The addition of MBA students to each team is a critical part of the program.

“Rady MBA students get hands-on experience with commercialization of university research, soliciting feedback from customers and working with scientists and engineers to develop plans for commercialization of their research,” said Lada Rasochova, Director of the California Institute for Innovation and Development and Managing Director of the Rady Venture Fund at the UC San Diego Rady School of Management.

The 2013 awardees are:

Urquhart and Ghonima’s Sky Imager, a real-time solar power forecasting technology, tackles a continuously growing $150 million forecasting market. This ground-based short term solar forecasting system aims to provide solar plant operators with information about upcoming adjustments to power output by monitoring atmospheric conditions and distribution feeders; controlling voltage regulation equipment; and enabling technology that will facilitate the expansion of solar power with an historical archive service for new advancements. Urquhart and Ghonima are joined by Aimee Lim and Brett Scrufield, MBA Innovation Fellows from the Rady School of Management.

“This was a very well deserved win by our students who oversaw the instrumentation development from concept to a pre-commercial device with deployments at UC San Diego, in LA, and soon Maui and possibly Spain,” said Klaissl.

“It is a great honor to be selected for this DOE fellowship and I am very excited to combine my passion for renewable energy and business development,” said Aimee Lim, MBA ’14.

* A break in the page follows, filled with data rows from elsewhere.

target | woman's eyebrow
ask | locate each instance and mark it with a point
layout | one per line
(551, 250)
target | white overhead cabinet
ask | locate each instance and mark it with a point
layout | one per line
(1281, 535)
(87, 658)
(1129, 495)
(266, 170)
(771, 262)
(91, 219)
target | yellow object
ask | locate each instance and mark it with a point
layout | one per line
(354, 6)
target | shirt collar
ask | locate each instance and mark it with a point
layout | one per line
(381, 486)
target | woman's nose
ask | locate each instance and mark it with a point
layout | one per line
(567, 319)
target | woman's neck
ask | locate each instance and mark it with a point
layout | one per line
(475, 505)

This team is developing carbon nanotube supercapacitors (CNTs) that combine the higher power associated with conventional supercapacitors with the energy densities that batteries provide for a range of applications from personal electronics to electric vehicles and solar power. Capacitors are designed to store small amounts of energy and deliver it in short, powerful bursts as needed. By comparison, batteries are designed to deliver a steady stream of energy over a long period of time. The team’s carbon nanotube supercapacitor is designed to provide the best of each technology in one device, enabling electric cars, for example, with a long battery life and the higher power a driver needs to accelerate on demand.

Narayanan proposed a device design involving CNTs growth on aluminum foil substrates to reduce manufacturing expenses, reduce resistance, and increase power as compared to the traditional silicon substrate. Narayanan will be working with Wenfang Li and Ming Ming Wang, Innovation Fellows from the UC San Diego Rady School of Management, in identifying the commercial opportunities for the technology.

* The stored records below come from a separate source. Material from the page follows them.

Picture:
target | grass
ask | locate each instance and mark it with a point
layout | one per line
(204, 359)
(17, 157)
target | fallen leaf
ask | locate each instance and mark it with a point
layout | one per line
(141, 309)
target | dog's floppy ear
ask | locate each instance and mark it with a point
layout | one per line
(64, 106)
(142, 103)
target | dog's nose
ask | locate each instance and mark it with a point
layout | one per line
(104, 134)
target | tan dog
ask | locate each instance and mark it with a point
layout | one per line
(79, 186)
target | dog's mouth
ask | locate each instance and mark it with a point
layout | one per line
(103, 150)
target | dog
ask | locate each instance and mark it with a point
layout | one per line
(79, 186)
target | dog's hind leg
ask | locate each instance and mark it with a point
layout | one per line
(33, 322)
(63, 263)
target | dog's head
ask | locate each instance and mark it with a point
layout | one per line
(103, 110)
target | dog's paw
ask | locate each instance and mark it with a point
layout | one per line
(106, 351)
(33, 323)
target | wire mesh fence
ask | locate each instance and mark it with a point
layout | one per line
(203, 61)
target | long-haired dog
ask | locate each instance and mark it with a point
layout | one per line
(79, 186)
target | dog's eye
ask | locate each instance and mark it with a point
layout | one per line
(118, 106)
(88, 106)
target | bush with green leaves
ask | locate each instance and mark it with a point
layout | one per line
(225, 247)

Nanoengineering Ph.D. student Aliaksandr Zaretski.

The GrollTex team is developing a way to fabricate large sheets of graphene – one of the strongest, most conductive and versatile materials available – for transparent electrodes for touch screen displays and thin-film solar panels. This project aims to be a leader in the current $1.6 million market for transparent electrodes, which is projected to grow to $10 billion by 2016. Currently graphene fabrication techniques – requiring ten tons of copper foil for every gram of graphene produced – are not economically or environmentally friendly. GrollTex is low cost and produces zero waste, making it an extremely attractive addition to the market and a commercially lucrative product. GrollTex was the winner of the UC San Diego Entrepreneurship Challenge Competition in 2013.

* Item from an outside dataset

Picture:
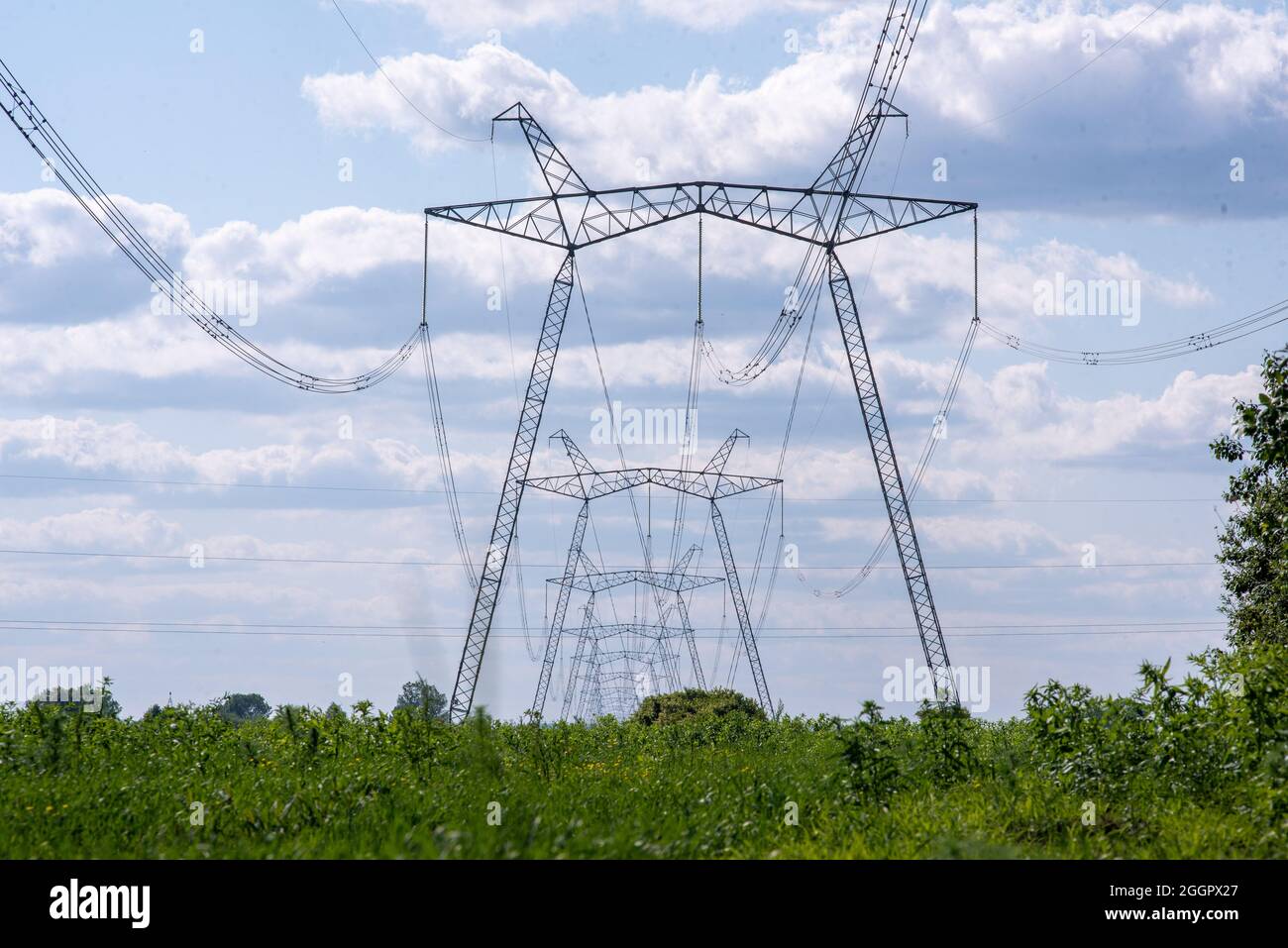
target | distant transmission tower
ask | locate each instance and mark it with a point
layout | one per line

Team members also include Yafei Ding and Tao Jiang, MBA Innovation Fellows from the Rady School of Management.

Nanofoundry is developing a scalable platform for manufacturing metal nanoparticle catalysts that are a critical and highly cost prohibitive component of fuel cell technologies. The team’s objective is to manufacture metal nanoparticle catalysts at one-third of the cost compared to traditional chemistries. Nanofoundry’s high-throughput, continuous-flow microreactor devices are easily scalable via parallel operation to meet any demand. The ionic liquid solvent system Nanofoundry uses minimizes waste and does not release toxic chemicals into the atmosphere.

John McMillan, Stacy Nease, Sarah Gonzalez, MBA student fellows from San Diego State University, will be working with the USC team in developing a business model for this project.